Con sólo 27 años y un llamativo parecido con la sensación de las redes sociales Kim Kardashian, la californiana ex reina de belleza podría pasar como uno de las tantos subproductos de Instagram, mujeres convertidas en celebridades de la noche a la mañana gracias a sus llamativas curvas y propensión a mostrar su intimidad ante millones de curiosos online.

Pero tal no es el caso de Emma Coronel Aispuro, la joven madre de dos gemelas que se ha vuelto protagonista fundamental de la extradición y posterior proceso legal más comentado de los últimos tiempos, el cual involucra a su esposo, el líder del Cártel de Sinaloa, Joaquín Guzmán Loera, el narcotraficante más notorio que ha dado el comercio ilegal de drogas desde la trágica era de Pablo Escobar.
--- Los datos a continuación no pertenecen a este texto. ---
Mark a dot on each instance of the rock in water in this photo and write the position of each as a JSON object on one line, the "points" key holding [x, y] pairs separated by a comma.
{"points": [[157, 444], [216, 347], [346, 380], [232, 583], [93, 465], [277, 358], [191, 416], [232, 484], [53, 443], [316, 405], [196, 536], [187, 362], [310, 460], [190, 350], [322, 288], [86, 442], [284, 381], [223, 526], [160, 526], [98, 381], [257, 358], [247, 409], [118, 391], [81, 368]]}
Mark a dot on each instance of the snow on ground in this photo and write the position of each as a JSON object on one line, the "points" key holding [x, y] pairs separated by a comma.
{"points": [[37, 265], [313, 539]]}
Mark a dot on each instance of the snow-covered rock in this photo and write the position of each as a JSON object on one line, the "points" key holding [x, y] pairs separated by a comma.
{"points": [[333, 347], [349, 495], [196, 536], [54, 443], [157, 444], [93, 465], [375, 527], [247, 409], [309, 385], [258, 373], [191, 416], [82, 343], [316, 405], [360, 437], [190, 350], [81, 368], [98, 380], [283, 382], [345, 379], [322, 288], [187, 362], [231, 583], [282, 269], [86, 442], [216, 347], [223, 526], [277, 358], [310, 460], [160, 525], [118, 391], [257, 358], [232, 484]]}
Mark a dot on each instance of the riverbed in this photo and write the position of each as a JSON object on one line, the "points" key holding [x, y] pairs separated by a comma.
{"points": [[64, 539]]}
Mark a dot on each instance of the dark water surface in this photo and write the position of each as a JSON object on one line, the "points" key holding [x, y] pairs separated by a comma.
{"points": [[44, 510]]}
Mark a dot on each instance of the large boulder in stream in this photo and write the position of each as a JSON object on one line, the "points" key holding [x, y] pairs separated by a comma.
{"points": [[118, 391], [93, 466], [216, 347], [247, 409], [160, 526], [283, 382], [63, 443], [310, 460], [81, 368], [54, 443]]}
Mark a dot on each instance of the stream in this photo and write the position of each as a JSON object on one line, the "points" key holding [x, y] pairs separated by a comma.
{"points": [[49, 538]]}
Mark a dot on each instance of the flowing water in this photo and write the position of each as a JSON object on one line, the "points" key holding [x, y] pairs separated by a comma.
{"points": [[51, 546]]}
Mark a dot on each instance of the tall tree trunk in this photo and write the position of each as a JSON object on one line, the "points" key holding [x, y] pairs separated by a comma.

Nacida el 2 de julio de 1989 a las afueras de San Francisco, cuando su madre de origen mexicano se encontraba de visita familiar en los Estados Unidos, los nexos familiares con el narcotráfico de la imponente esposa de «El Chapo» se remontan hasta su infancia.

Creció en un pueblo rural mexicano donde conoció al capo narco a los 17 años, pero, al parecer, el encuentro no fue del todo espontáneo, ya que su padre, Inés Coronel Barreras, era un reconocido narcotraficante y uno de sus hermanos trabajaba como piloto para Guzmán, por lo que la pareja parecía destinada a «funcionar» desde el primer momento.